As an expat, I am more than used to friends coming and going from my life. But this one was different and I knew I was not going to be able to simply replace my outgoing flatmate with another and continue on my way. In fact, our apartment was one of the main problems. I knew I didn’t want to continue living there without my friend. Over the past year, long before my abandonment loomed, I had been contemplating moving to the sleepy riverside town of Kampot, about three hours from Phnom Penh, Cambodia’s capital. Not only is this a beautiful place, surrounded by stunning countryside and the town filled with amazing restaurants filled with other nature-loving expats, but my charity also works closely with a school down here.

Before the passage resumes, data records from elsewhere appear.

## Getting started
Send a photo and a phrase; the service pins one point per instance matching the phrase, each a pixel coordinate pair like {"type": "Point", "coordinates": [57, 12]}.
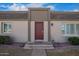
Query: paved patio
{"type": "Point", "coordinates": [39, 52]}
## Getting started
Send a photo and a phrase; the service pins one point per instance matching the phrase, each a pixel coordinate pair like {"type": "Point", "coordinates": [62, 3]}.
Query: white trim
{"type": "Point", "coordinates": [3, 27]}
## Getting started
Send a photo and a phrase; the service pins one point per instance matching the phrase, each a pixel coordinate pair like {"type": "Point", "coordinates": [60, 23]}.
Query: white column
{"type": "Point", "coordinates": [46, 31]}
{"type": "Point", "coordinates": [32, 31]}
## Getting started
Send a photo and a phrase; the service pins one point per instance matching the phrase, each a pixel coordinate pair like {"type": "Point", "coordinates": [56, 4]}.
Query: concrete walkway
{"type": "Point", "coordinates": [38, 52]}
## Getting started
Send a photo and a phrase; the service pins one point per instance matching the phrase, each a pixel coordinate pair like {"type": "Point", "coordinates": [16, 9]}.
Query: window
{"type": "Point", "coordinates": [69, 29]}
{"type": "Point", "coordinates": [6, 27]}
{"type": "Point", "coordinates": [77, 28]}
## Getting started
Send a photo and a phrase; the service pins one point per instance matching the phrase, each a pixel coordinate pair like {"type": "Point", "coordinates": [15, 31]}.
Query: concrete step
{"type": "Point", "coordinates": [38, 46]}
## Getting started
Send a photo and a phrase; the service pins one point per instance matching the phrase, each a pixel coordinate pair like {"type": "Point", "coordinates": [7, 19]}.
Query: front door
{"type": "Point", "coordinates": [39, 31]}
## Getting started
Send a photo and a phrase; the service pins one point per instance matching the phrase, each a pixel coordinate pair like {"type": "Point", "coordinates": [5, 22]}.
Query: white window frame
{"type": "Point", "coordinates": [3, 30]}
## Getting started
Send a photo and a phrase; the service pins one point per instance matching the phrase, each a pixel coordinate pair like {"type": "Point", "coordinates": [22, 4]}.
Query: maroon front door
{"type": "Point", "coordinates": [39, 31]}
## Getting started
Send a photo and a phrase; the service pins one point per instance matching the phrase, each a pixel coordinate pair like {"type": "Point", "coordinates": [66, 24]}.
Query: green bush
{"type": "Point", "coordinates": [5, 40]}
{"type": "Point", "coordinates": [74, 40]}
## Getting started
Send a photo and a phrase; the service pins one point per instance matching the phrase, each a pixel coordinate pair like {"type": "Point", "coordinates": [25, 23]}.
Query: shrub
{"type": "Point", "coordinates": [74, 40]}
{"type": "Point", "coordinates": [5, 40]}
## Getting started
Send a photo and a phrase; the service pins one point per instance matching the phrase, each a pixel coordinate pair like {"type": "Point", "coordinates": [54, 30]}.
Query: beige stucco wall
{"type": "Point", "coordinates": [56, 33]}
{"type": "Point", "coordinates": [39, 15]}
{"type": "Point", "coordinates": [19, 30]}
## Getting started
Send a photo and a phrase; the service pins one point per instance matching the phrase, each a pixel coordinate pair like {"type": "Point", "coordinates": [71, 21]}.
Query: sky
{"type": "Point", "coordinates": [72, 7]}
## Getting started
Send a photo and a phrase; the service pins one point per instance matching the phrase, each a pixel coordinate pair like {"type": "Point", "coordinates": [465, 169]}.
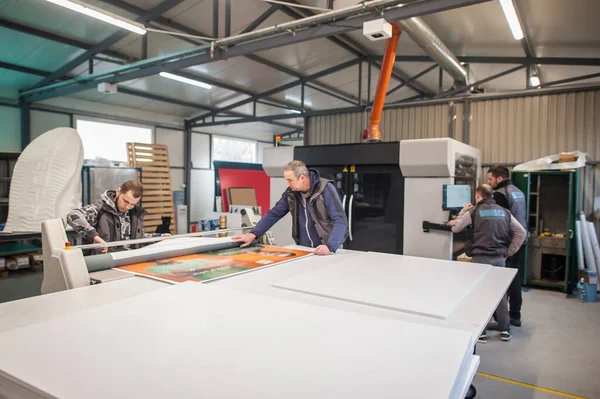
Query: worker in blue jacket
{"type": "Point", "coordinates": [318, 218]}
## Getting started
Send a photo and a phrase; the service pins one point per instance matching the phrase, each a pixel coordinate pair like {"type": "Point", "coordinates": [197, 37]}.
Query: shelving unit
{"type": "Point", "coordinates": [551, 204]}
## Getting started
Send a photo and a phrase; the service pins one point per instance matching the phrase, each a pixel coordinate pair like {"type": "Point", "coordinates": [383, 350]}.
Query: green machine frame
{"type": "Point", "coordinates": [540, 195]}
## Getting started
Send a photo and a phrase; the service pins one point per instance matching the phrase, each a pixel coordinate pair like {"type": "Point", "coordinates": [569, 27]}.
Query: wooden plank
{"type": "Point", "coordinates": [157, 179]}
{"type": "Point", "coordinates": [164, 209]}
{"type": "Point", "coordinates": [159, 192]}
{"type": "Point", "coordinates": [153, 159]}
{"type": "Point", "coordinates": [149, 168]}
{"type": "Point", "coordinates": [152, 201]}
{"type": "Point", "coordinates": [153, 163]}
{"type": "Point", "coordinates": [154, 175]}
{"type": "Point", "coordinates": [153, 205]}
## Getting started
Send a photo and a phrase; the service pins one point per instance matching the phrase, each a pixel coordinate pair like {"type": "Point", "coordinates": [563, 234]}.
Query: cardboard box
{"type": "Point", "coordinates": [463, 258]}
{"type": "Point", "coordinates": [36, 258]}
{"type": "Point", "coordinates": [21, 261]}
{"type": "Point", "coordinates": [566, 157]}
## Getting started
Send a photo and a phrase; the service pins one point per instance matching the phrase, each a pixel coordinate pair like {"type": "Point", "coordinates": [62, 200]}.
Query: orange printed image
{"type": "Point", "coordinates": [213, 265]}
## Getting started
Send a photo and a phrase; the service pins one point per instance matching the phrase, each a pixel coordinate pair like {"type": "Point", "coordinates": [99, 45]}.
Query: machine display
{"type": "Point", "coordinates": [455, 196]}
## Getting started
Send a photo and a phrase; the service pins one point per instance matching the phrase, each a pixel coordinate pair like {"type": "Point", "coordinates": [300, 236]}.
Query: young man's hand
{"type": "Point", "coordinates": [99, 240]}
{"type": "Point", "coordinates": [246, 239]}
{"type": "Point", "coordinates": [323, 250]}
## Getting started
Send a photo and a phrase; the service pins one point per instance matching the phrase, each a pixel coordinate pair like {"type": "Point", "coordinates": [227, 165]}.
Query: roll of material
{"type": "Point", "coordinates": [595, 246]}
{"type": "Point", "coordinates": [590, 262]}
{"type": "Point", "coordinates": [579, 243]}
{"type": "Point", "coordinates": [152, 253]}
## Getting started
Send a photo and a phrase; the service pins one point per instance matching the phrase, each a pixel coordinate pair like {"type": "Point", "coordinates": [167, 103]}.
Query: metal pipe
{"type": "Point", "coordinates": [156, 239]}
{"type": "Point", "coordinates": [435, 48]}
{"type": "Point", "coordinates": [187, 57]}
{"type": "Point", "coordinates": [387, 65]}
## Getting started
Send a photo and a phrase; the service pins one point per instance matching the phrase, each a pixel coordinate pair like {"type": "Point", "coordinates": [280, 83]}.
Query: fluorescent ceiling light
{"type": "Point", "coordinates": [101, 14]}
{"type": "Point", "coordinates": [513, 20]}
{"type": "Point", "coordinates": [534, 80]}
{"type": "Point", "coordinates": [185, 80]}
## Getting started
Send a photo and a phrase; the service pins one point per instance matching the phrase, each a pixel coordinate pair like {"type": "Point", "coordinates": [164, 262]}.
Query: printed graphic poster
{"type": "Point", "coordinates": [213, 265]}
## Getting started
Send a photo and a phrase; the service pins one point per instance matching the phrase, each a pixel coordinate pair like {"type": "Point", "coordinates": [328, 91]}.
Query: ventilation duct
{"type": "Point", "coordinates": [435, 48]}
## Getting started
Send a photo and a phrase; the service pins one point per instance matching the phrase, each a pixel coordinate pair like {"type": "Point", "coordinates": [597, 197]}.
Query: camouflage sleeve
{"type": "Point", "coordinates": [83, 221]}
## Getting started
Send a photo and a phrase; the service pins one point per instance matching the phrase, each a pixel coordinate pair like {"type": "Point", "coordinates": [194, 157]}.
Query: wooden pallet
{"type": "Point", "coordinates": [156, 177]}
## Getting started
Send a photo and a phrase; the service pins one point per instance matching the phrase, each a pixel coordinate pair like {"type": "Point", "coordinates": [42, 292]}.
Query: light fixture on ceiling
{"type": "Point", "coordinates": [534, 80]}
{"type": "Point", "coordinates": [185, 80]}
{"type": "Point", "coordinates": [101, 14]}
{"type": "Point", "coordinates": [511, 17]}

It seemed like too good an opportunity to miss. And so, I didn’t miss it.
Less than a week after I said a tearful goodbye to my friend at the airport, I was trundling down the road, two rattan chairs and a bookshelf strapped to the roof of the school van I’d borrowed for the day, heading to my new home. House, in fact. Turns out money goes much further when you live in the provinces. It took a few days for me to unpack, for my cat to stop hiding behind the bed and for my computer to be set up in my new ‘office’ (otherwise known as the spare bedroom). It was a new start. New house; new community; new lifestyle (slow and laid back). I even acquired a new skill; how to ride a motorbike, something I had avidly avoided doing for the past three years and yet now I’m zipping around all over town.
Kampot is a popular place for expats and locals alike to spend the weekend. I found myself down here once a month before I moved so it didn’t surprise me that during my first week in town I received messages from three separate friend groups informing me they’d be down that weekend. When I first announced that I was moving to Kampot and living alone, people looked at me like I was mad. “Isn’t it too quiet?” “Won’t you get lonely?” “It’s so boring out of the city. What will you do?” And yet, the lifestyle I now have is perfect for me.
I write for a living. I spend eight to ten hours a day in front of my computer screen, occasionally taking my laptop out to a riverside restaurant or (like today) a spa so I can enjoy newly painted toenails while I type this for you. It’s a tough life, I know. So my weekdays are packed with words and thinking and research, with quiet evenings reserved for solitary reading or watching TV with only my cat for company. And then the weekend comes and people from Phnom Penh descend, all spewing their jealousies about how I get to live in Kampot all the time while they’re just visiting for the night. Because who wouldn’t want to live with this on your doorstep?
It was last weekend, when a large group of Khmer friends came down to Kampot when, individually, two of them commented on how happy I looked. “You look happy” they said. The last time they had seen me I was still moping around about my friend leaving. And don’t get me wrong; I’m still sad about that. But this change, the move, it was exactly what I needed. It’s a fresh start, a new beginning, in one of the most beautiful places I’ve ever had the good fortune to visit. And now I’m not just visiting, I’m living here and finally getting back to being surrounded by nature, just as I was in England all my childhood. I’m happy here. It’s new and it’s different and it is going to take some time to make friends. But that’s ok. Because until that time, I have my cat and my books and I’m living in my favourite place in the world. Of course, I’m happy.